Superannuation splitting is a common consequence of a relationship breakdown.
When a marriage or de facto relationship breaks down the property each party owns can be divided between the parties.
Superannuation is treated as property under the Family Law Act 1975, but it differs from other types of property because it is not immediately accessible by the parties. Superannuation forms part of the ‘pool’ to be split with your former partner/spouse.
Barton Family Lawyers are experts in facilitating the split of superannuation following separation. We have a reputation for being the quickest and most efficient at superannuation splitting whilst maintaining a five star standard of service for each of our clients.
We highly recommend engaging one of our experienced Superannuation Lawyers Brisbane to provide you with advice about the steps required to complete a superannuation split between you and your former partner, to enable the process to be completed as quickly and cost effectively as possible.
Read on to find out about divorce and superannuation, how a superannuation split is carried out and some frequently asked questions in relation to superannuation splitting.

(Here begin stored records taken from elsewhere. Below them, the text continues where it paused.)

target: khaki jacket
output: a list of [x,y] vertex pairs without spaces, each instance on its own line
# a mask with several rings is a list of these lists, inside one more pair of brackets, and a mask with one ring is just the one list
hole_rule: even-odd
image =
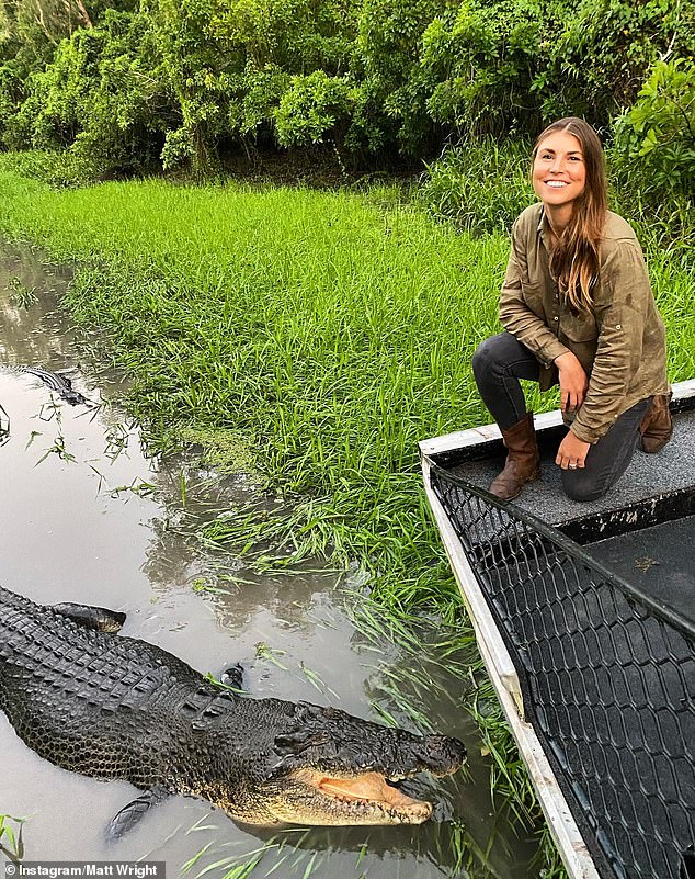
[[540,390],[558,381],[554,360],[567,351],[589,376],[572,432],[596,442],[640,399],[669,391],[665,333],[631,227],[608,211],[591,311],[573,315],[548,268],[549,227],[540,203],[512,227],[500,320],[540,362]]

Frequently Asked Questions (FAQ’s)
What is a superannuation splitting order?
Superannuation splitting laws enable superannuation held by one or both parties to be divided between the parties when a relationship breaks down. This is known as superannuation splitting.
There are three ways of splitting superannuation:
- A Financial Agreement;
- A consent order;
- An application to the court seeking an order for a superannuation split.
You should get legal advice about these options from our experienced Superannuation Lawyers Brisbane as to which option is right for you.
How is superannuation split in a divorce?
There are four steps that the court looks like in working out how to split superannuation in a divorce.
Check out our Property Settlement Page for more information.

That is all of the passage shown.